Genetic marker services involve the analysis of specific DNA sequences or variations in the genome that are associated with particular traits, diseases, or genetic conditions. Here are some common genetic marker services provided by diagnostic centers and genetic testing laboratories:

SNP genotyping services identify single nucleotide variations in the DNA sequence among individuals. SNPs are the most common type of genetic variation in the human genome and can be associated with susceptibility to diseases, drug response, and other traits.

CNV analysis detects variations in the number of copies of specific genomic regions, ranging from deletions to duplications. CNVs can influence gene expression and are associated with various genetic disorders, including neurodevelopmental disorders, cancer, and rare diseases.
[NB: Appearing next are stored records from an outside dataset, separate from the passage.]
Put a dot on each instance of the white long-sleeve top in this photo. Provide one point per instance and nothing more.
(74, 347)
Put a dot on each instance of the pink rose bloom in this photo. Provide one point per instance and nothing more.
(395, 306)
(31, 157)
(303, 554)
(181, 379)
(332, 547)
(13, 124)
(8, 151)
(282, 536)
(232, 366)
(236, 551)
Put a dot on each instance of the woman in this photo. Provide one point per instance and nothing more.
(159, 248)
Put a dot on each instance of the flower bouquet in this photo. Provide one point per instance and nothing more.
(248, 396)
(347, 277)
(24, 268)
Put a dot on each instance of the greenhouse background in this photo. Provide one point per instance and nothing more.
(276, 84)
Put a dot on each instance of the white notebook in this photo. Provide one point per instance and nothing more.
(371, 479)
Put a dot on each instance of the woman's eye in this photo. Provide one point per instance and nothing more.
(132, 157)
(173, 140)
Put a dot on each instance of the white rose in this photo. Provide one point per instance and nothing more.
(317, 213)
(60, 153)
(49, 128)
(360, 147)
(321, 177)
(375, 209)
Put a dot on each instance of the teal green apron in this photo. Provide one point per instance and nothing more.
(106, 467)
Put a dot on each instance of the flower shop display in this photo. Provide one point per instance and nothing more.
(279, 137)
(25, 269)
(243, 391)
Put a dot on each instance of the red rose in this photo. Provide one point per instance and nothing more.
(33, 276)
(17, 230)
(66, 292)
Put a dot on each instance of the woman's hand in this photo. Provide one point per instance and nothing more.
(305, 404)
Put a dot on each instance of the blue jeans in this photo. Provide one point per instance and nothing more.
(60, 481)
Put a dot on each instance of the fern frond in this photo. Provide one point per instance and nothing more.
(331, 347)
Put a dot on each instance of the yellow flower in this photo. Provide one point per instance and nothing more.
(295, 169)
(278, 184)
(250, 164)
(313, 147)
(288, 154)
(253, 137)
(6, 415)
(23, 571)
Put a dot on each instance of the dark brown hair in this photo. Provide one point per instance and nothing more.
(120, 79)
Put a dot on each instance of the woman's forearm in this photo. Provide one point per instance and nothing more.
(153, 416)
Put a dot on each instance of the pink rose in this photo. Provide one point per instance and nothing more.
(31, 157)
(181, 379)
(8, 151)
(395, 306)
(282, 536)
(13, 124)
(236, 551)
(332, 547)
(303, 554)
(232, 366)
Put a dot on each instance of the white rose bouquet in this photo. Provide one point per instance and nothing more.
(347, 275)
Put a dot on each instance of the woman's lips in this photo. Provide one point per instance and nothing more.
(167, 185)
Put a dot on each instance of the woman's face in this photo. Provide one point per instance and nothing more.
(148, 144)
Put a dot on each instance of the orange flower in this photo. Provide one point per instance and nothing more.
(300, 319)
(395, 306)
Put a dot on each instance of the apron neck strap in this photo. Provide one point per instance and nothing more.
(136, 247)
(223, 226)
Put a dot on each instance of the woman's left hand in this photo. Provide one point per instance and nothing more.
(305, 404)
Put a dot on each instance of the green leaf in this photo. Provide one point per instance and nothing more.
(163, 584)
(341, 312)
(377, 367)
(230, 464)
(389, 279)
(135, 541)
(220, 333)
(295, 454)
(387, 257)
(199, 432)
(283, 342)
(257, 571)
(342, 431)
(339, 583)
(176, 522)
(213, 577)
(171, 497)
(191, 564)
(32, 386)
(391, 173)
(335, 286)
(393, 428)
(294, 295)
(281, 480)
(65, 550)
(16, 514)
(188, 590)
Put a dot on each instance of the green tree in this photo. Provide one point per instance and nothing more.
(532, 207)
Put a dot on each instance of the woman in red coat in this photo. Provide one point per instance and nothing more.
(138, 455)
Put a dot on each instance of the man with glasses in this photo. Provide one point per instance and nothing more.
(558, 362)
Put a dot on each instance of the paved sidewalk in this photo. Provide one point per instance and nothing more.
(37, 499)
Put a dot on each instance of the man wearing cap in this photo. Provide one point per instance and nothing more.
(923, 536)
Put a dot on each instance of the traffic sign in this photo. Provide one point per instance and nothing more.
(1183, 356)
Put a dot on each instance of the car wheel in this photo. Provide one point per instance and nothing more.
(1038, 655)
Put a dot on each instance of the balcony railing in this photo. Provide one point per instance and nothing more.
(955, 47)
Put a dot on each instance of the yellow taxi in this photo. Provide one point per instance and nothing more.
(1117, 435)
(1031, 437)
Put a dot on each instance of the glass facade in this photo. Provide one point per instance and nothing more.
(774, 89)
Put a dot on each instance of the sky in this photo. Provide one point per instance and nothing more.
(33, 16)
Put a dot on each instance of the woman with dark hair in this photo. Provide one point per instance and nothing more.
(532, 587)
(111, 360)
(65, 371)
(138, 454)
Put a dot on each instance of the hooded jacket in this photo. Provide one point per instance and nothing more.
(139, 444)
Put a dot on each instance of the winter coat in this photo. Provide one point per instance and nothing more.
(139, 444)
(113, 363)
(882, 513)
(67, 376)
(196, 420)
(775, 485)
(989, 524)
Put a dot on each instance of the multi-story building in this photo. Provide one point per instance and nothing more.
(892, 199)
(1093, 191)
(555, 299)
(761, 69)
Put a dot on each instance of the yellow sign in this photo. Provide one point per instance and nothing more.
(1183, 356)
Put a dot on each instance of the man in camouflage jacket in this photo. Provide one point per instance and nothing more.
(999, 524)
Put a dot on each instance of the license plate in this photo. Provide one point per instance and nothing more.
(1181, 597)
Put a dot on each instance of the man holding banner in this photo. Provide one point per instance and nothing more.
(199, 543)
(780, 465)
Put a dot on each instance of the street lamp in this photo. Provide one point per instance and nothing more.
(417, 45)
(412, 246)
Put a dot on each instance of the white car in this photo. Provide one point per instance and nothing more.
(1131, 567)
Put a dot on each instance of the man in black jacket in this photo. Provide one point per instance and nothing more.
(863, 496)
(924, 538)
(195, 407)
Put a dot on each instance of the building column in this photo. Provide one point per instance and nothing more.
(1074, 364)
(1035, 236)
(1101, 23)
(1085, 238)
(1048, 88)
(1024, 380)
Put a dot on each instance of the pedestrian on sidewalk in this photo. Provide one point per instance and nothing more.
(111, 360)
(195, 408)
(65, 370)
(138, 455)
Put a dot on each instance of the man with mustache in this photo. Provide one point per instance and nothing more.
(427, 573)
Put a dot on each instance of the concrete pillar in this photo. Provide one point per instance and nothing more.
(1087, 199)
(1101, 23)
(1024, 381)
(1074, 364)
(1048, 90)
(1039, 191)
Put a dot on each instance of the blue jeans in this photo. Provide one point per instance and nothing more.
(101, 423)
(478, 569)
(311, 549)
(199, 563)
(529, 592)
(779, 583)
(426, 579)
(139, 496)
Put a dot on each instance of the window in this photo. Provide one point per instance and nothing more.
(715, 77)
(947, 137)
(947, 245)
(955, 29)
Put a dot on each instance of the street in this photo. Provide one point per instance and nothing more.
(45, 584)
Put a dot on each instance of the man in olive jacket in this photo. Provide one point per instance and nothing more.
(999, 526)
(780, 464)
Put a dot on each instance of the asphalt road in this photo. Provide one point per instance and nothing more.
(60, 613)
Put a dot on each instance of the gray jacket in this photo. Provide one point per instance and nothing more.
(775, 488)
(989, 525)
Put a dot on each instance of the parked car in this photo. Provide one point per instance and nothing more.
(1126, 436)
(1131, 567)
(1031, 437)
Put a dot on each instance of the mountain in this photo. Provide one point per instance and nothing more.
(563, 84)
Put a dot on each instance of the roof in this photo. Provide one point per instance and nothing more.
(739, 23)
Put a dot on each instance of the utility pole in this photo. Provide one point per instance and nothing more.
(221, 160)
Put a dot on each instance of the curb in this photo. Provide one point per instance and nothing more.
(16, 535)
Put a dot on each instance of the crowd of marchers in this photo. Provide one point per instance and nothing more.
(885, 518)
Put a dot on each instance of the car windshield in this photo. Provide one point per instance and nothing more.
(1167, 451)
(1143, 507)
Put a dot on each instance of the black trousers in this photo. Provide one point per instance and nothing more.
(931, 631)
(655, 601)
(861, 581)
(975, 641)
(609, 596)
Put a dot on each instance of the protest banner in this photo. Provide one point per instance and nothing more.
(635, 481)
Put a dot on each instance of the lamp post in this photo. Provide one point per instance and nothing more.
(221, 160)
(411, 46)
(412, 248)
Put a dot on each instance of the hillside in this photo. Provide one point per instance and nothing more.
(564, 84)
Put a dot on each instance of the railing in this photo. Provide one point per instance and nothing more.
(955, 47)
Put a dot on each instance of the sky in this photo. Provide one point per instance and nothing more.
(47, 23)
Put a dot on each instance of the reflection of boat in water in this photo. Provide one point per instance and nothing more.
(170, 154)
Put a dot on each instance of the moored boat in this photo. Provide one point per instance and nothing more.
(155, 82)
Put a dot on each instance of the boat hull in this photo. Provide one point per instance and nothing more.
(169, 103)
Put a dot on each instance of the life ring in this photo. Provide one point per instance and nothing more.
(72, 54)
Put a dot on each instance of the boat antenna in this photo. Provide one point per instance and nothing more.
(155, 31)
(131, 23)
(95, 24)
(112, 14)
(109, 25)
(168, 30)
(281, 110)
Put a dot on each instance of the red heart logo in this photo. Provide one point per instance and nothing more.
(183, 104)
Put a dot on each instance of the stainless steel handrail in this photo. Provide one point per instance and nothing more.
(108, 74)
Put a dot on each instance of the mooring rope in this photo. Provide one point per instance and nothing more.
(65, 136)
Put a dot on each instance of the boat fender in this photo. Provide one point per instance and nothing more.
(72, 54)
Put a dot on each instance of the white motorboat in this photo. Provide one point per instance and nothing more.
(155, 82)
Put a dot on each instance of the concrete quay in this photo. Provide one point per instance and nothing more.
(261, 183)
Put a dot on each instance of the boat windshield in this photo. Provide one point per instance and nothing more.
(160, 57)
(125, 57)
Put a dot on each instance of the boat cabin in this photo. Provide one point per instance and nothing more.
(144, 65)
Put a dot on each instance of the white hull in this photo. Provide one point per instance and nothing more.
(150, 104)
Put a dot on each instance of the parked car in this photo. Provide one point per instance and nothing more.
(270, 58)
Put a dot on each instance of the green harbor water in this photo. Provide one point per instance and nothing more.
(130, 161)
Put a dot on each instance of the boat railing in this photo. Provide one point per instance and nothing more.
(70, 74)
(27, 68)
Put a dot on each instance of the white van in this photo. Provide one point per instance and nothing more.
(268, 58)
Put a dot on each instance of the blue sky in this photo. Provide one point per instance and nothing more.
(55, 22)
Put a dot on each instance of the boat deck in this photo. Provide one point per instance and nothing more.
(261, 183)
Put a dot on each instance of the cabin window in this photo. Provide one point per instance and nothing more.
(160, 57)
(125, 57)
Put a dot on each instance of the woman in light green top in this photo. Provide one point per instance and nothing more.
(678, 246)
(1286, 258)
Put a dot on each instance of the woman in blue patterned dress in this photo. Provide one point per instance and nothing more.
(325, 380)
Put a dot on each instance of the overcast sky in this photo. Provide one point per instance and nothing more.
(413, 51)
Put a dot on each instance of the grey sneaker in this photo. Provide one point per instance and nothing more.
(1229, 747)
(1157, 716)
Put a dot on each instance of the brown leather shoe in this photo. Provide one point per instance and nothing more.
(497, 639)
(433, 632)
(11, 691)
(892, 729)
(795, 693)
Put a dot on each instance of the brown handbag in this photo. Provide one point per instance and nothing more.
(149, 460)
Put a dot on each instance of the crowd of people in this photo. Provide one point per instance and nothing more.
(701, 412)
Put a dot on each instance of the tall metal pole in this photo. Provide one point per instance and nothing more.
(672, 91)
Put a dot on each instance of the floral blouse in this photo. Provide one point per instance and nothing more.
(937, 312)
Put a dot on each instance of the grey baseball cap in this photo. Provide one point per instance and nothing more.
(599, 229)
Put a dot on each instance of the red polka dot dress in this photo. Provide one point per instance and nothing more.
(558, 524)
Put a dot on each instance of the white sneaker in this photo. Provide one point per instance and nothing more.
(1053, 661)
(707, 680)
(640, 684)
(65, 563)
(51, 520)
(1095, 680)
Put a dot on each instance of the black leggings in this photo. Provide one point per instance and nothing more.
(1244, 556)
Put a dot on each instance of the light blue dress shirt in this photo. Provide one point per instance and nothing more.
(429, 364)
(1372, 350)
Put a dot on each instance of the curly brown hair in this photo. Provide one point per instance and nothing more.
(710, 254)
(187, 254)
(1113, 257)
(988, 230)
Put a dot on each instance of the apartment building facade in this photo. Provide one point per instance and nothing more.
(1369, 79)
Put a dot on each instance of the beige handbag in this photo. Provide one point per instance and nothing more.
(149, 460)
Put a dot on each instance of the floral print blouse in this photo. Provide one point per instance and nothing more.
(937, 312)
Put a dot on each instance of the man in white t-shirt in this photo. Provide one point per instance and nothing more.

GWAS services analyze genetic variations across the entire genome to identify associations between specific genetic markers and traits or diseases. GWAS have been instrumental in discovering genetic risk factors for complex diseases such as diabetes, cardiovascular disease, and psychiatric disorders.

Haplotype analysis determines the combination of alleles (genetic variants) present on a single chromosome. Haplotypes can provide insights into population genetics, evolutionary relationships, and disease susceptibility.

MSI testing detects alterations in the length of repetitive DNA sequences known as microsatellites. MSI is a hallmark of DNA mismatch repair deficiency and is used in the diagnosis and prognosis of certain cancers, such as colorectal cancer.

Allele-specific PCR is a sensitive technique used to detect specific genetic variants or mutations associated with diseases or drug response. It allows for the selective amplification of target alleles, enabling the identification of rare or low-frequency variants.

WES services sequence the protein-coding regions of the genome (exome) to identify rare genetic variants and mutations underlying Mendelian disorders and other genetic conditions. WES is particularly useful for diagnosing rare diseases with heterogeneous genetic causes.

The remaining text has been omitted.